Jan Carvalho e a Luísa Santos foram atendidas pela defensora pública Rayanne Bezerra, que participou das itinerâncias em Araci e também em Crisópolis. Rayanne Bezerra disse que, em ambos os casos, foram encaminhados ofícios para o Cartório de Registro Civil de Pessoas Naturais de Araci sinalizando as demandas das duas usuárias.

“No caso de Luísa, mulher trans, também foi elaborada uma declaração para confirmar o seu desejo de adequação de nome e gênero. Ter acesso aos nossos serviços foi muito importante para as meninas, principalmente para Luísa, pois ela narrou o desejo de entrar para uma universidade e poder apresentar a sua identidade com o nome correto”, relatou a defensora pública.

Quem também buscou a adequação de nome e gênero para pessoas trans foi Andrea Luísa de Moura (33), que desejava retirar do seu registro o nome masculino e adotar oficialmente a sua identidade. Nascida em Tucano, ela veio morar em Araci com sua mãe e há cerca de 12 anos já queria fazer a adequação de nome e gênero.

“O advogado me cobrou muito caro, um salário mínimo na época. Era muito triste porque eu não tinha condições de fazer e já tinha desistido. Mas minha cunhada me ligou, disse que a Defensoria estaria aqui e poderia mudar o meu nome. Sei de muitas os que querem fazer [ a adequação], mas não estão sabendo ou têm vergonha”, disse.

O atendimento foi feito pela defensora pública Beatriz Soares. “Nós prestamos a orientação jurídica, providenciamos toda a documentação de forma gratuita para que ela possa efetivar essa adequação diretamente no cartório, de forma extrajudicial, que é um procedimento mais célere do que se precisasse de uma ação judicial”, explicou.

Primos ou irmãos?

Josefa Rodrigues, de 60 anos, estava sintonizada na rádio Cultura 104,9 FM, de Araci, quando ouviu que a Unidade Móvel estaria na cidade. De imediato, mandou uma mensagem para José Rodrigues, 60, perguntando se ele topava fazer o exame de DNA tirar a dúvida de toda uma vida: se o laço que tinham era de primos ou de irmãos. “Eu vim só para fazer esse exame, viajei umas quatro horas”, disse Josefa, que saiu de Camaçari e percorreu quase 210 km até Araci.

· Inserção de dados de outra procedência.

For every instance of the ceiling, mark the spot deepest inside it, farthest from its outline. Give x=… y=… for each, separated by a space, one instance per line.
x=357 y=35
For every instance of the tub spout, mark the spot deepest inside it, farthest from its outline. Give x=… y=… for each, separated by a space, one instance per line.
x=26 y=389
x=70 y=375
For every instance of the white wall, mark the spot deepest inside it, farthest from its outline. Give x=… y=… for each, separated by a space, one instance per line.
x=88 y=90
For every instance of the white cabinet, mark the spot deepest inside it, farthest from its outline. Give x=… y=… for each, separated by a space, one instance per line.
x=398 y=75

Na praça da Nação, ambos explicaram que são filhos da mesma mãe. Ela era casada, mas a relação acabou devido às suspeitas de que José não seria filho do casamento. Com o exame de DNA, eles buscam encerrar as dúvidas para dar lugar à certeza.

“Quero saber se o pai dela é o mesmo do meu. Uns dizem que sim, outros que não, mas o que vai nos mostrar a verdade será o exame de DNA”, disse José. Ambos seguem na expectativa do resultado do exame até a data de abertura, que deve ocorrer após cerca de 90 dias, na presença dos dois.

Coordenadora do Núcleo de Atuação Estratégica e responsável pela Unidade Móvel, a defensora pública Cristina Ulm avaliou a itinerância, que teve a adequação de nome e gênero entre os destaques.

“Conseguimos fazer muitas demandas, adequações de nome e gênero de transexuais, resolver a questão para dar dignidade a essas pessoas que passam por muitos constrangimentos por não terem suas identidades reconhecidas. E a Defensoria pôde efetivar esse direito. Então, finalizamos a itinerância com sucesso para a população que precisa do acesso à Justiça”, avaliou.

Também participaram da itinerância a defensora pública Thaís Lopes, os(as) servidores(as) Ana Carolina Mira, Alan Oliveira, Ana Carla Oliveira, João Almeida, José Fernando Martins, Marcos Silva Michele Abade, Tunísia Cores; o técnico de informática Rian Souza; os artífices Adriano Reis e Vagson Falcão; e os motoristas Marcos Jean e Cícero Brito.